Isso é mais uma nova formulação que acolheremos. Neste momento, tenho quatro vice-presidentes e nenhum dos novos vice-presidentes foi indicado pelo Governo. A minha vice-presidente atual para a Agricultura e Pescas é uma pessoa absolutamente capaz e de grande competência. Nada indica que não seja ela a pessoa escolhida pelo senhor ministro da Agricultura e Pescas.

Com a nova lei, o salário dos presidentes das CCDR ficou equiparado ao do primeiro-ministro, sendo superior, portanto, ao dos ministros que tutelam as várias áreas. Acha que as pessoas compreendem bem esta alteração?

Na altura, a ministra Ana Abrunhosa respondeu a isso dizendo que os ministros é que ganham pouco. O nosso salário é igual às administrações dos institutos públicos.

E a construção da terceira travessia do Tejo e do novo aeroporto poderá criar novas tensões territoriais na Área Metropolitana de Lisboa? Como é que o Estado se pode preparar para isso?

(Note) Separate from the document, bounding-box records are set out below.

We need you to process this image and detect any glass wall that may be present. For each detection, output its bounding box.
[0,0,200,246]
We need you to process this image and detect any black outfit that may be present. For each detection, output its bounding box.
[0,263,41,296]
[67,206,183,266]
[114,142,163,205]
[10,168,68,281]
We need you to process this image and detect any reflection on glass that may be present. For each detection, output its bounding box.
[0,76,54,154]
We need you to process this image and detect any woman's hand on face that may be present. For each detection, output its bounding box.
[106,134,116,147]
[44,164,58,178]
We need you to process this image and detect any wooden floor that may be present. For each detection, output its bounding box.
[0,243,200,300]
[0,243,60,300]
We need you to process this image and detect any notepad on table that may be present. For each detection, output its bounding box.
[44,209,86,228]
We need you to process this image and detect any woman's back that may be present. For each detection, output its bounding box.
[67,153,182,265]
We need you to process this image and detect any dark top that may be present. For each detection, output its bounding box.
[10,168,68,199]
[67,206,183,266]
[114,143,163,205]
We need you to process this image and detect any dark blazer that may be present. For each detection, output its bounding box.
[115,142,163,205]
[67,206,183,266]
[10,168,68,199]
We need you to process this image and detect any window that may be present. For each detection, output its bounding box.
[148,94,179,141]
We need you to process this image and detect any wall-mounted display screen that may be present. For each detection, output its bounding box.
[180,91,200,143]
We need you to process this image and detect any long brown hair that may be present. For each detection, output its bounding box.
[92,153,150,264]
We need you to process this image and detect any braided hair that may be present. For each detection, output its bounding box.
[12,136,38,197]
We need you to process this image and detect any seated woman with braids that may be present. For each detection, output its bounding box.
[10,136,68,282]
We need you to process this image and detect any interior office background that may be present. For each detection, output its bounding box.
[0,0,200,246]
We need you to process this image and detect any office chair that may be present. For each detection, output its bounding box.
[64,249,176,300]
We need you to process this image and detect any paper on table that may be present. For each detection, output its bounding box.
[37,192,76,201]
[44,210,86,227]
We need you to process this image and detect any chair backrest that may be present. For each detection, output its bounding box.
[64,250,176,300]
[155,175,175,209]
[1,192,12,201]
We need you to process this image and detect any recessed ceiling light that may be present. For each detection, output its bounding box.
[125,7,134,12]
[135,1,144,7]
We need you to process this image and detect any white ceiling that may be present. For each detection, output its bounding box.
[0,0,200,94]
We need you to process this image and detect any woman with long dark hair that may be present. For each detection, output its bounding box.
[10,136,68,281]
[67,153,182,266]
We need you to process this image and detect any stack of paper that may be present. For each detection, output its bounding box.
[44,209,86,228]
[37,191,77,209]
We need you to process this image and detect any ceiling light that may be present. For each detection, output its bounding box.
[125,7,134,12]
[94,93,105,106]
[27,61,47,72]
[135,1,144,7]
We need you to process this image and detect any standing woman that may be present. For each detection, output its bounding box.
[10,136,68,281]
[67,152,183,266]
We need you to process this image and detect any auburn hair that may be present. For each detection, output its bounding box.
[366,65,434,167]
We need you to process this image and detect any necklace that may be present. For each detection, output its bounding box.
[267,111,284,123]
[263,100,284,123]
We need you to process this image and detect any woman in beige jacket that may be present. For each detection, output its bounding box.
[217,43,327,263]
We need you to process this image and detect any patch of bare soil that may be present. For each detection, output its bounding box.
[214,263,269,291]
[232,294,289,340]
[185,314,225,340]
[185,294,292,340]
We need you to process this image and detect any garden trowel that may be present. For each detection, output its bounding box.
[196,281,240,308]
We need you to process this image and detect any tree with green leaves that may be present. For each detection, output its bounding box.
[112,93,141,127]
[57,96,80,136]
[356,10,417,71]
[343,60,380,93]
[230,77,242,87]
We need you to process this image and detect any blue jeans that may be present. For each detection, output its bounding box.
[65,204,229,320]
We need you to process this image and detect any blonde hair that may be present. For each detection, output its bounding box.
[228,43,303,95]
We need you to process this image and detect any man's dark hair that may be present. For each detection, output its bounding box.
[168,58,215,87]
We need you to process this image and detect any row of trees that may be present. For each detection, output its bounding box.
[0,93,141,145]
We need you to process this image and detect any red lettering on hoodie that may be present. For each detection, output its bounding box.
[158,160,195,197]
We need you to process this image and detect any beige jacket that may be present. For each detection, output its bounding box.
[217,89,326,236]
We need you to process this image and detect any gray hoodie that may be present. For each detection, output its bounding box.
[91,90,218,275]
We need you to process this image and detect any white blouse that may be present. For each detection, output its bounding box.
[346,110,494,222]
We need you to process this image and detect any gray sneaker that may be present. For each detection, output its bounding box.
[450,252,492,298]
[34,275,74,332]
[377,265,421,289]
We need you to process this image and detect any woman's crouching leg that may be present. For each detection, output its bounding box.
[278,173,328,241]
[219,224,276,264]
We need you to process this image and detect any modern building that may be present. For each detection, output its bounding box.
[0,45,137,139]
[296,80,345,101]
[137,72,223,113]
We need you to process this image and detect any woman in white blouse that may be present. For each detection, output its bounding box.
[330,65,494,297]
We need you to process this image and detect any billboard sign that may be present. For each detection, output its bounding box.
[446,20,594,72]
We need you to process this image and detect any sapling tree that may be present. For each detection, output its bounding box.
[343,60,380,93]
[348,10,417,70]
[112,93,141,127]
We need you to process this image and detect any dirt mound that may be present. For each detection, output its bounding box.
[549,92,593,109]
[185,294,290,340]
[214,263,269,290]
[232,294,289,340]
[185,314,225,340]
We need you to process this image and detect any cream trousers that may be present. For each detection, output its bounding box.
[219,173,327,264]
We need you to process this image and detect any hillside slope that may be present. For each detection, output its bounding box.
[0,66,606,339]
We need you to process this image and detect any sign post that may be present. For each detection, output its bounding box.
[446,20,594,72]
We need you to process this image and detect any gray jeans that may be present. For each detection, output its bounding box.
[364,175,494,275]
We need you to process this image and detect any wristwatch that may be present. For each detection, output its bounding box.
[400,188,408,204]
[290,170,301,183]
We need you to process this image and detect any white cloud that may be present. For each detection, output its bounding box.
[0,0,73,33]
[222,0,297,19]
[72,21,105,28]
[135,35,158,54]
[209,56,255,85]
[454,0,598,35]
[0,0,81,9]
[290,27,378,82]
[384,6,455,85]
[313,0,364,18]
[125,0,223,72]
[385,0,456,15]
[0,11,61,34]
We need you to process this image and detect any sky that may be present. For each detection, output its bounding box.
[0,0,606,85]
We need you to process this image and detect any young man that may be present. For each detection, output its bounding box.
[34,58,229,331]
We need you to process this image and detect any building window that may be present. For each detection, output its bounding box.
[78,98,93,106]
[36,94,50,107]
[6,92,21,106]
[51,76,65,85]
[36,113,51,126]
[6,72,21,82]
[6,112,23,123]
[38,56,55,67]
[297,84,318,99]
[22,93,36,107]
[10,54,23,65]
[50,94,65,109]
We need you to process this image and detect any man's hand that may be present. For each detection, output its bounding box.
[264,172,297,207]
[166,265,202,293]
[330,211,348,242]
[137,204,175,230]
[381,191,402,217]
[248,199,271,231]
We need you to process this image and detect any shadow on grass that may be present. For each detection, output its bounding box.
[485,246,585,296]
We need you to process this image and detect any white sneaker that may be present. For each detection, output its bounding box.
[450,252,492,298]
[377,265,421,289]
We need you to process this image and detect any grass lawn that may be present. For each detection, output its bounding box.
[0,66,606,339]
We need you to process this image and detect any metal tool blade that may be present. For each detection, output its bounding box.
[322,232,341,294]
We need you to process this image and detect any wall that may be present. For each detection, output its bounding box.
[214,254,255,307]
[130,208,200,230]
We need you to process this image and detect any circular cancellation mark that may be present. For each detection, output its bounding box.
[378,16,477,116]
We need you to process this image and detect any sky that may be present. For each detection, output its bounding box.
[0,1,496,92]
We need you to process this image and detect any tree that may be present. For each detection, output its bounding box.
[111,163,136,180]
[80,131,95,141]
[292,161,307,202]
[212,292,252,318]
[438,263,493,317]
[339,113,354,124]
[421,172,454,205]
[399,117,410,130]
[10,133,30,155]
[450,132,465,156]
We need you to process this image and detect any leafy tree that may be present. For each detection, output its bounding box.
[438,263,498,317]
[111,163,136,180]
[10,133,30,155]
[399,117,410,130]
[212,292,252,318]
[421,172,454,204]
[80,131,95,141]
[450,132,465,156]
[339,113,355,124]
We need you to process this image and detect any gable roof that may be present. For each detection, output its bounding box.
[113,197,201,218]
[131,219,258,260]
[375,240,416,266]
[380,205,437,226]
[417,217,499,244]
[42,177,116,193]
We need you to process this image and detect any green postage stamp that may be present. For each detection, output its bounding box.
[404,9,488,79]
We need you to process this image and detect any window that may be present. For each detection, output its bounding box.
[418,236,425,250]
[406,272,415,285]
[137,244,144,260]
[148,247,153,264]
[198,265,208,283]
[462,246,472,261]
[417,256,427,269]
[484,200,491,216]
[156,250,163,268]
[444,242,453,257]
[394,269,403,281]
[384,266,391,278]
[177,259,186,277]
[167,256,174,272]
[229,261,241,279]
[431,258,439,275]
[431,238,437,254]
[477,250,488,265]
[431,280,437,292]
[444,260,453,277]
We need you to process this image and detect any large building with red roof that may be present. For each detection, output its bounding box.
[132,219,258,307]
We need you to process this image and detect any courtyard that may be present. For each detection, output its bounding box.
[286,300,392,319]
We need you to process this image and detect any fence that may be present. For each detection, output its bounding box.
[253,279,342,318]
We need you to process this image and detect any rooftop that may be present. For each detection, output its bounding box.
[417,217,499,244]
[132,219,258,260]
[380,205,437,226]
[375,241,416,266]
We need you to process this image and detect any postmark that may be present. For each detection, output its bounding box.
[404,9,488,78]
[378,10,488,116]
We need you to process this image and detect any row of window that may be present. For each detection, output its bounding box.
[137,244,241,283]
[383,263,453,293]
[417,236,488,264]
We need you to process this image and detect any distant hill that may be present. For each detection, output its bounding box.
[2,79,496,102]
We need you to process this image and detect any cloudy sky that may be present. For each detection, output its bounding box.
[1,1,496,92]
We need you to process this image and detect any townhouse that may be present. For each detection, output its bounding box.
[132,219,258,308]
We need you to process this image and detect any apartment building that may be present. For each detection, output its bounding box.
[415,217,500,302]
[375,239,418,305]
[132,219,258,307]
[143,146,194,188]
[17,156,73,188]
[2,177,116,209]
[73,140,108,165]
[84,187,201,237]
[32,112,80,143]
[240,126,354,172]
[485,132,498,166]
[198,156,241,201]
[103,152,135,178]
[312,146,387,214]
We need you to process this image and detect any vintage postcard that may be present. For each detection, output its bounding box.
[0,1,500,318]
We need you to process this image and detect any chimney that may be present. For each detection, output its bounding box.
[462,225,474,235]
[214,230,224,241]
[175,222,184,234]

Eu penso que não. Os territórios da península de Setúbal acabam por ter uma margem de crescimento superior à dos territórios da margem Norte. A zona do dito Arco Ribeirinho são territórios de oportunidade.

Acredita que ainda vai ser possível ver esse projeto sair do papel?

Eu acho que é inevitável. Os territórios estão disponíveis. É uma questão de os trabalhar, de investir, de realizar os melhores projetos e, portanto, de consolidar um território metropolitano que não seja desequilibrado, em que a margem Norte teve uma evolução histórica que ditou que dois terços da população vivem no lado Norte e um terço vive na margem do lado Sul.

Haverá também uma oportunidade em relação aos terrenos da atual Portela, que, desmantelada, serão uma oportunidade para exatamente o quê? Habitação?

Penso que será um local de descompressão, absolutamente.